Characters in Action act out even simple actions in dramatic ways. Exactly how they do this varies by character, origin, tradition, and style, but they all need to be free to act to make heroic stunts. This means they need freedom of movement, freedom to talk, and a reasonable amount of space to make their actions. The GM is free to impose penalties in these situation, generally -2. Naturally, in some cases this does not make sense, a character stuck in a ventilation duct can't do flips but can still hack into a security system with no penalty. Details of being restrained can be found in the Restraint method.
A character that is Sneaking can do stunts that affect only himself without attracting attention, but actions affecting others, even allies, draw attention. Remaining quiet when doing stunts affecting yourself does not give you impairments.
Time in Rounds
Action doesn't bother overmuch with time constraints. Time is measured in rounds and scenes, not minutes and hours. The length of a round varies depending on the type of action depicted, from the split section action of a gunfight or chase where each round is about 6 second and each shot is maybe half a second, to the leisurely pace of state dinners and steamboat chases where each round can be an hour.
The duration of effects in Action is often "until the end of the scene". This is not strictly defined. Any consecutive sequence of rounds is definitely the same scene, and a series of short action sequences together can still be a single scene. A scene is generally between 5 and 15 minutes of time, but can be up to a day. Sometimes, the GM can be more liberal with certain powers who are fundamental for the action; heroes protected by fire resistance while exploring a volcano should not have the duration run out just because the scene ended unless there is a dramatic reason to do so.
In most cases, when the players stop to do out-of combat limit breaks or to recover lost Hits, there is a change of scene. The same is true when there is a change of scenery and staging.
A session refers to a single continuous bout of gaming in the real world. It is generally one evening's worth. In the plot, a session is generally equivalent to a single episode in a TV series. After a session, player characters recover all lost Hits and Fortune points. Certain other effects can last for the duration of a session, or be restricted to one use per session.
A story is one continuous plot with little time for the heroes to recover and restock. Most stories can be played out in a single session, but some episodes are longer and more demanding. This is similar to a multi-episode ("to be continued") in a TV series. A movie is generally a three to six episode story. A few powers recharge based on stories rather than episodes, particularly Items.

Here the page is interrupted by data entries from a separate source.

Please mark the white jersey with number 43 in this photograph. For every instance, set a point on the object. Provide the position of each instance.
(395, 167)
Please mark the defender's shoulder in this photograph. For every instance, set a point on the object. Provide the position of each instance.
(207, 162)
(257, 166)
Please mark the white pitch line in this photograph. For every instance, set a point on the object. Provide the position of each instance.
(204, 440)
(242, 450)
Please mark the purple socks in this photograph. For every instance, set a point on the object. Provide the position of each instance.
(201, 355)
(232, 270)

An interconnected series of stories with a continuous and setting and cast of characters. This is related to the real-world situation of your group of players, a season is a year, semester, summer camp, or other period when a game can be held repeatedly with the same group of players. Sometimes, seasons have an over-reaching plot, sometimes they don't. A season often gives enough experience points to advance their maximum skill value.
A campaign is one or more seasons that have some connection, with most of the main characters continuing from one season to the next. There might be some continuity of plot too, but that is not required.